The results were surprising. Countries where students displayed confidence in their mathematical abilities invariably recorded lower exam performances, and vice-versa. The United States fell somewhere in the middle on both achievement and confidence, but even here the results raised eyebrows.

U.S. students scored higher on confidence and enjoyment, for instance, than their counterparts in Singapore, but even the least confident Singaporean students outscored the most confident American ones on achievement.

But is any of this really surprising? I've devoted about half of my life studying to become, and now practicing as, a research mathematician.
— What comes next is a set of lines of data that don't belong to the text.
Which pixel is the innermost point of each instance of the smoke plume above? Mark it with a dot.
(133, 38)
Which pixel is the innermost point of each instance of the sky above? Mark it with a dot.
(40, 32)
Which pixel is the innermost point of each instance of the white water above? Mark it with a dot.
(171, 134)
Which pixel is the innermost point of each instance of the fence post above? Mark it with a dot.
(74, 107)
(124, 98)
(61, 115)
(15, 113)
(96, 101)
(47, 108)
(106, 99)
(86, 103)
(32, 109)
In those years, I've used a lot of adjectives to describe math, but "fun" was one that only rarely surfaced.

Most of the time, my days are spent in utter frustration, stuck in impossible confusion, trying desperately to put together a grand puzzle of which I understand only a few pieces (and those rather dimly). I am reminded constantly of my mathematical limitations and my failings.

An imperfect analogy might be a giant Sudoku puzzle, 81 by 81 say, with absolutely no assurance that the puzzle is arranged to have any solution at all. Of course, it's ultimately not all torment. A tiny fraction of the time I'm visited by a flash of insight when a portion of the puzzle snaps into clear view. But quickly that portion suggests new questions -- new frustrations -- and the process begins anew.

I suspect that the previous paragraph applies with little modification much more broadly. Is writing a significant poem fun? Training to run a four-minute mile? Climbing Everest? I doubt it.

I suspect these are mostly terribly frustrating, exhausting experiences, which even in the best engender deep feelings of inadequacy and at times a complete lack of confidence. But there are brief moments of indescribable exhilaration too -- reaching the summit, crossing the finish line -- which make it all immensely worthwhile and satisfying.

In fact, as I frequently tell my students, I've observed that the truly meaningful experiences in life are often the ones that are the most frustrating. The principle also admits a kind of converse: If something is too easy, then most of the time it is not significant. It's a simple proposition, but one that took me a long time to absorb properly.

Which brings me back to the Brookings study. Do students in Singapore really develop an earlier understanding that the process of meaningful learning is invariably not all that much fun? It's not likely, since that sort of understanding requires quite a bit of experience and maturity.

But I bet that their teachers possess this understanding in some form and are not afraid to embrace it. In the end, that's what a student really needs.